Recién al estar a pocos pasos comprendimos que la mujer era Doménica. Mi primera impresión fue de fastidio. Habíamos querido romper todos los vínculos con el pasado y aquél encuentro dejaba entrever nuestro fracaso.

Doménica se mostró muy complacida con habernos encontrado y nos presentó al hombre, Gonzalo, quien dijo ser el padre del niño que los acompañaba. Entonces, de buenas a primeras, nos pidió que saludáramos a Javier, el hijo de Nani, nuestro nieto.”


 

Al contactarlos, Doménica les comentó que Gonzalo los había estado buscando sin hallar rastros de ellos. Luego se enteró que alguien más, un pescador, buscaba datos sobre Nani. Así que ella ubicó a Gonzalo y logró que se reuniera con ese hombre humilde.

Aunque por poco tiempo, mi padre disfrutó desde entonces con las historias del anciano. Eran de otro tenor. Solo hablaba del niño, de lo maravilloso que era, que lo traen todos los fines de semana y los quiere mucho, que les ha enseñado a vivir en concordia con sus fantasmas y que no se puede huir del pasado.

También que Gonzalo es un buen hombre, cosa que les deja la feliz sensación de que Nani tenía sus aciertos y que a su modo los amaba. Por suerte mi padre pudo compartir su dicha desde la distancia, mientras cinchaba de las redes sin hacer caso a su artritis, o las reparaba ignorando los callos de sus manos resecas. Entonces se le llenaban los ojos de lágrimas al verlos correr por la arena tras un balón de goma y exclamaba:

—¡Pueblerinos! Rápido aprenden a hacer dinero, pero mucho les cuesta aprender a ser felices.


 

“El nombre del niño lo eligió su madre, que es también el mío. Laura labora cantando y diariamente asea el cuarto del niño. Quiere tenerlo siempre pronto pues espera que algún día Nani reaparezca en nuestras vidas.

Yo personalmente no creo que eso ocurra, pero no se lo digo debido a que siempre es más fácil vivir cuando hay esperanzas de algo. Pueden ocurrir las cosas más increíbles. Por cierto, descubrí que de alegría si puedo llorar.”


 

Recuerdo muy bien esas palabras, fueron de las últimas que papá escuchó de él, postrado ya por esa enfermedad que se lo venía comiendo sin que lo supiéramos.
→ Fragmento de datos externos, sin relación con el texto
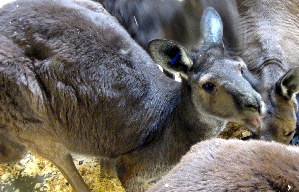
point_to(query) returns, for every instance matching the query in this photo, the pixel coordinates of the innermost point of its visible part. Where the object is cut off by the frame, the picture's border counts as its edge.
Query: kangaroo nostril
(252, 107)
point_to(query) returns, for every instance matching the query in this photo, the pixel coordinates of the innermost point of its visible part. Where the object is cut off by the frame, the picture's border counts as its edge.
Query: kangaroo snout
(251, 103)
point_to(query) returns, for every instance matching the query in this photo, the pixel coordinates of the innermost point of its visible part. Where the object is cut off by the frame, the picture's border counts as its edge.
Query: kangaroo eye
(208, 87)
(290, 133)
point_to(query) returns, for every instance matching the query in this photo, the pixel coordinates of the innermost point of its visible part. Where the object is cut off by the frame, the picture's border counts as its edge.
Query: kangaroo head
(279, 123)
(215, 79)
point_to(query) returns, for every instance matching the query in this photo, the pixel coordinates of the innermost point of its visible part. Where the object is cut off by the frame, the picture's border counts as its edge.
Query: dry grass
(52, 180)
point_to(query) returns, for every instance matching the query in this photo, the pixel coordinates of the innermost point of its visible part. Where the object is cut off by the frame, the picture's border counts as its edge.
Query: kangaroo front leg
(67, 167)
(62, 159)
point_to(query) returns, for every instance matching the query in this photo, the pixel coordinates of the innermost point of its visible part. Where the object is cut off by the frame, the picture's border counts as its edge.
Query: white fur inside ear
(284, 90)
(187, 61)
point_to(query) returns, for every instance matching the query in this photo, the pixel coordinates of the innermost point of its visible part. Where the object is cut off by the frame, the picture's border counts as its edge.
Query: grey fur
(147, 20)
(73, 81)
(271, 36)
(234, 165)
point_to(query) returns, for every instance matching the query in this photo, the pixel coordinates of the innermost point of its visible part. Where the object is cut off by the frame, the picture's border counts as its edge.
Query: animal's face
(214, 79)
(279, 120)
(279, 123)
(220, 89)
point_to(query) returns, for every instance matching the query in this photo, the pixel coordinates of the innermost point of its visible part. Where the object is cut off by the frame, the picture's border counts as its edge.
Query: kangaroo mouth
(253, 124)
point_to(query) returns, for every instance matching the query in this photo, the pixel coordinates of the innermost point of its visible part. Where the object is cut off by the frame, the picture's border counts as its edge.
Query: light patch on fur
(4, 2)
(284, 90)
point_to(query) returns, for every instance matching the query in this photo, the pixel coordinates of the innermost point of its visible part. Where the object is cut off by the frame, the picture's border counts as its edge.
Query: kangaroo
(72, 80)
(271, 33)
(295, 140)
(147, 20)
(234, 165)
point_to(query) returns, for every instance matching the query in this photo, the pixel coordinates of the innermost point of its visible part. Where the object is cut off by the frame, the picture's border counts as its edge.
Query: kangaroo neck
(192, 124)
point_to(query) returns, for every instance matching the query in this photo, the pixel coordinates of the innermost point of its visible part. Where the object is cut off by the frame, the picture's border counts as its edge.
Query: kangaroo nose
(251, 104)
(252, 107)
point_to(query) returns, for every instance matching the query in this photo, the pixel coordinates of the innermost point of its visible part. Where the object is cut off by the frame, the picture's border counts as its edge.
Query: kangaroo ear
(288, 85)
(171, 56)
(211, 27)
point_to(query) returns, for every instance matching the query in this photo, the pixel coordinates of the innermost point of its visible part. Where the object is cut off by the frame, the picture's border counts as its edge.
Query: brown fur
(73, 81)
(234, 165)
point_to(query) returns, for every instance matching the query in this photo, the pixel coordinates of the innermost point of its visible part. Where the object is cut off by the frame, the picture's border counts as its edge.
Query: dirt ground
(36, 174)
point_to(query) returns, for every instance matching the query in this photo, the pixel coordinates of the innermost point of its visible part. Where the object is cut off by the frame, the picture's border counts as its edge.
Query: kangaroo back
(234, 165)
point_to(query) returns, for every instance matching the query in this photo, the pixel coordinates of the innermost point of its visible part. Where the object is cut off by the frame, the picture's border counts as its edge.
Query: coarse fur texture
(73, 81)
(271, 35)
(234, 165)
(147, 20)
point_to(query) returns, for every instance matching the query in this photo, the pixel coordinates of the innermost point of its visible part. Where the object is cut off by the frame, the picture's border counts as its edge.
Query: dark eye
(242, 70)
(290, 133)
(208, 87)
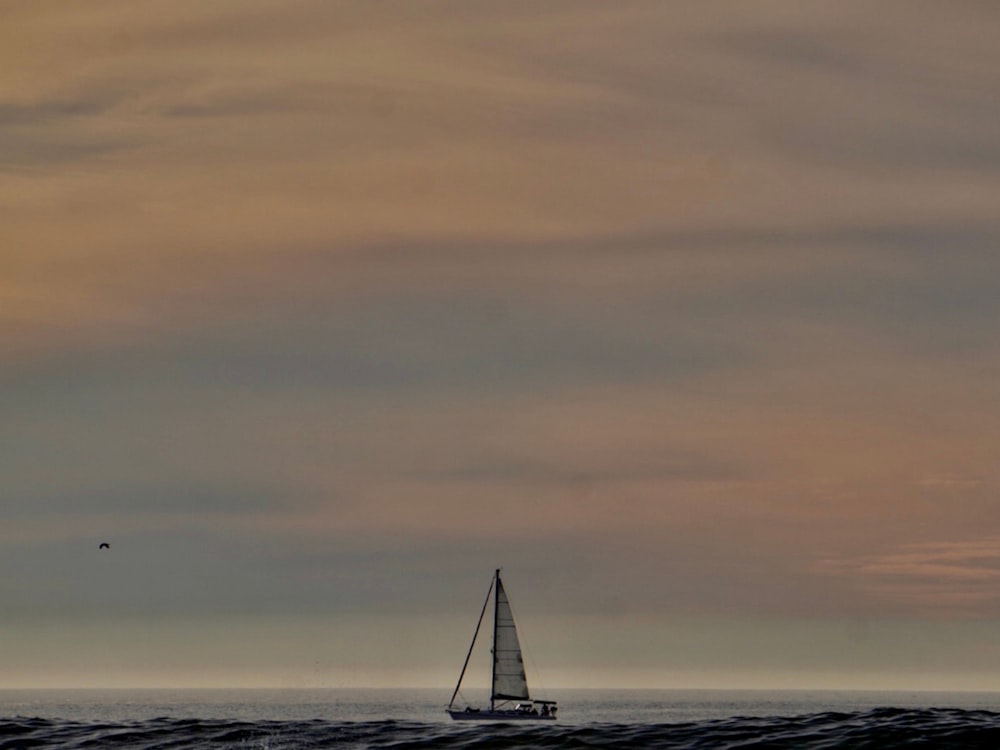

El viejo se las decía estando ya mi padre postrado en su cama, sin tener en cuenta la circunstancia de papá las proclamaba con los ojos brillantes de alegría. No me molestó pues parecía que al escucharlo mi padre cobraba vitalidad.

De seguro que por lo hecho por nosotros durante toda su vida, pero también por ese detalle final, papá se fue dejándonos una sonrisa y un gran orgullo. Ahora, cuando nos encontramos en la playa, el viejo no hace más que elogiar a mi padre.

Como según me han contado también lo hace con cuanto conocido de papá se cruza, decidí narrar esta historia. Pues ante la modestia de mi padre, el sincero agradecimiento de este viejo me emociona y llena de satisfacción.